Il motivo è chiaro: Frederiksen vuole seguire sul loro terreno il canadese Mark Carney e l’australiano Anthony Albanese, che hanno portato il Partito Liberale di Ottawa e il Partito Laburista di Canberra a vincere a sorpresa nel 2025 le elezioni generali contro gli avversari conservatori sfruttando l’onda lunga della polarizzazione con gli Usa e la scelta di presentarsi come alternativi a Trump. I socialdemocratici, che governano in un esecutivo di larghe intese con il centrodestra di Venstre e dei Moderati, hanno per due governi impresso una spinta centrista all’esecutivo e Frederiksen ha rifiutato dal 2022 a oggi qualsiasi collaborazione con la sinistra radicale e verde, con le formazioni di riferimento schierate all’opposizione.
Parola d’ordine: distinguersi da Trump
Ora, però, col nuovo clima Frederiksen può presentarsi come la figura in grado di aprirsi varie strade. I sondaggi vedono il suo partito ancora sotto al risultato di quattro anni fa ma meglio rispetto a una tornata di elezioni locali autunnali disastrose per la formazione da lei guidata.

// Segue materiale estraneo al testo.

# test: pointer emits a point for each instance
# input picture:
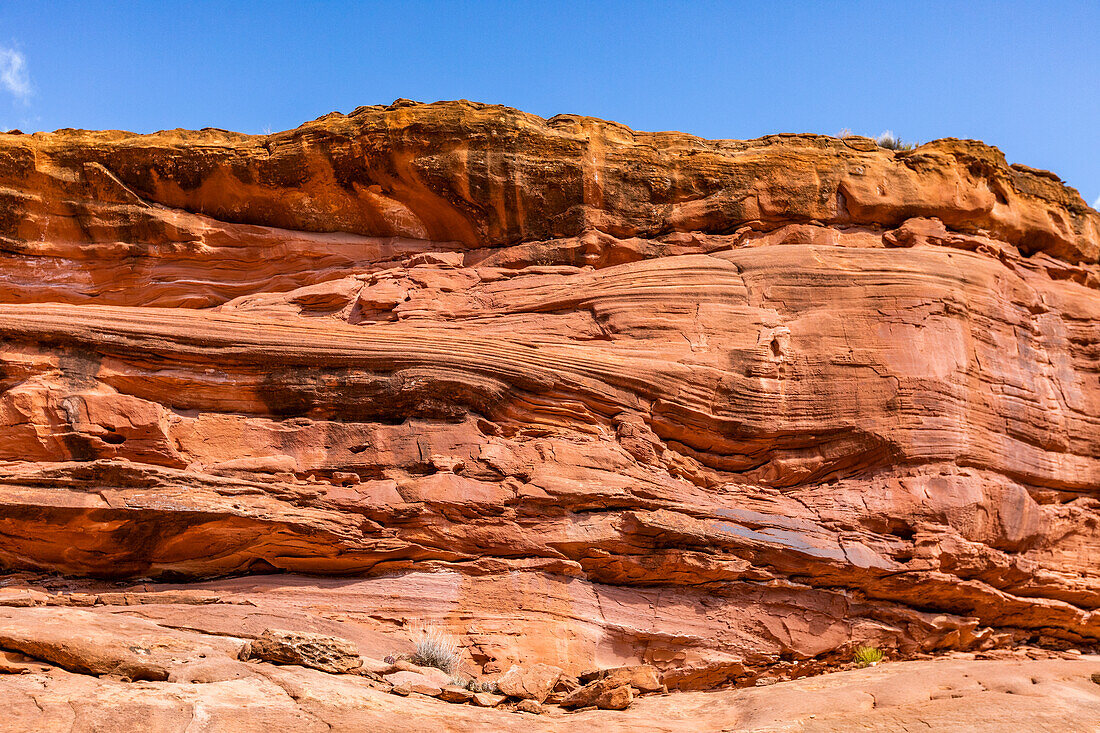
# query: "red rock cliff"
(579, 392)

La premier che da sinistra aveva rilanciato l’atlantismo ferreo, il sostegno coriaceo all’Ucraina (Copenaghen era prima in Unione Europea per aiuti pro capite a Kiev al 31 dicembre 2025), la lotta all’immigrazione clandestina ha subito a novembre la perdita della capitale per la prima volta in un secolo e ha coniugato la spinta sull’onda lunga del suo mandato con aperture a sinistra: “Frederiksen ha affermato che la Danimarca dovrà ridefinire il suo rapporto con gli Stati Uniti, considerati il suo alleato più stretto, e “ha anche promesso un’imposta patrimoniale per finanziare le scuole”, nota il Guardian, che ricorda come la questione Groenlandia sia centrale.

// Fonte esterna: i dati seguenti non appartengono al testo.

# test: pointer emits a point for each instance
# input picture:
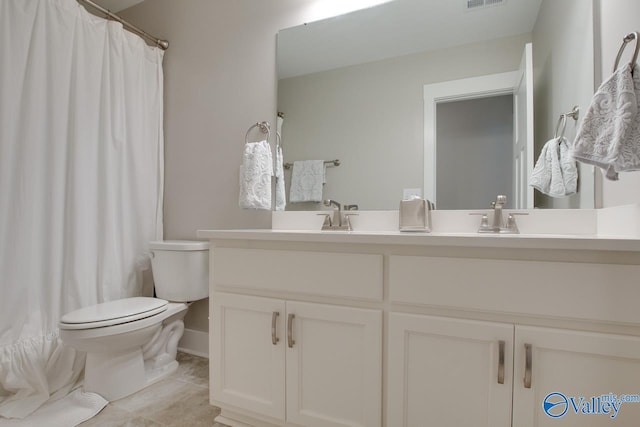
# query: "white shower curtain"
(81, 178)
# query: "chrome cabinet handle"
(527, 365)
(501, 362)
(290, 341)
(274, 320)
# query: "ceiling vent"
(478, 4)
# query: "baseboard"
(194, 342)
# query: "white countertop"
(521, 241)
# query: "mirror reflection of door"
(466, 165)
(474, 138)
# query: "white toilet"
(132, 343)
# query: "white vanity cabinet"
(303, 363)
(450, 372)
(422, 330)
(578, 365)
(291, 362)
(432, 358)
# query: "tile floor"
(182, 400)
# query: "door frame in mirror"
(456, 90)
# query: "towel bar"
(264, 128)
(335, 162)
(563, 121)
(625, 40)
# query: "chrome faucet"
(339, 220)
(337, 212)
(498, 224)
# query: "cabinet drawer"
(604, 292)
(341, 275)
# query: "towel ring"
(264, 128)
(563, 121)
(625, 41)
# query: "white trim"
(195, 342)
(474, 87)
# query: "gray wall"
(475, 142)
(220, 78)
(371, 117)
(618, 17)
(563, 76)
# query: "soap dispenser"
(415, 214)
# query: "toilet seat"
(113, 313)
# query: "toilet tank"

Il grimaldello groenlandese, in un contesto che vede l’intera politica nazionale compatta nel respingere le mire americane su Nuuk, può essere lo strumento d’apertura per Frederiksen e i socialdemocratici dopo le prossime elezioni previste per il 24 marzo. Sinistra Verde e l’Alleanza Rosso-Verde sono salite dall’8,3 al 12-13% e dal 5 al 6,5-7,5% nei vari sondaggi e potrebbero fornire un’alternativa progressista qualora Frederiksen cercasse il suo terzo mandato cavalcando anche il sentimento di scetticismo verso gli Usa suscitato da Trump.
Carney e Albanese insegnano che la critica o il distacco dagli Usa possono consentire di sdoganare sul piano politico elementi di matrice securitaria e geopolitica anche nel campo progressista e rappresentano un fattore di compattamento per dei corpi elettorali spesso disorientati su altri dossier. Frederiksen prova a muoversi sul loro tracciato. E sarà la politica estera, soprattutto per il dossier Groenlandia, a giocare un ruolo importante, fornendo dunque un argomento narrativo alla premier per tenere in mano il pallino del gioco. D’altronde, il calcolo è rischioso: costruire su un’alternativa agli Usa odierni una visione di prospettiva per la politica danese può far prevalere la tattica sulla strategia. Ma non è una novità, in un mondo di molti politici e pochi statisti.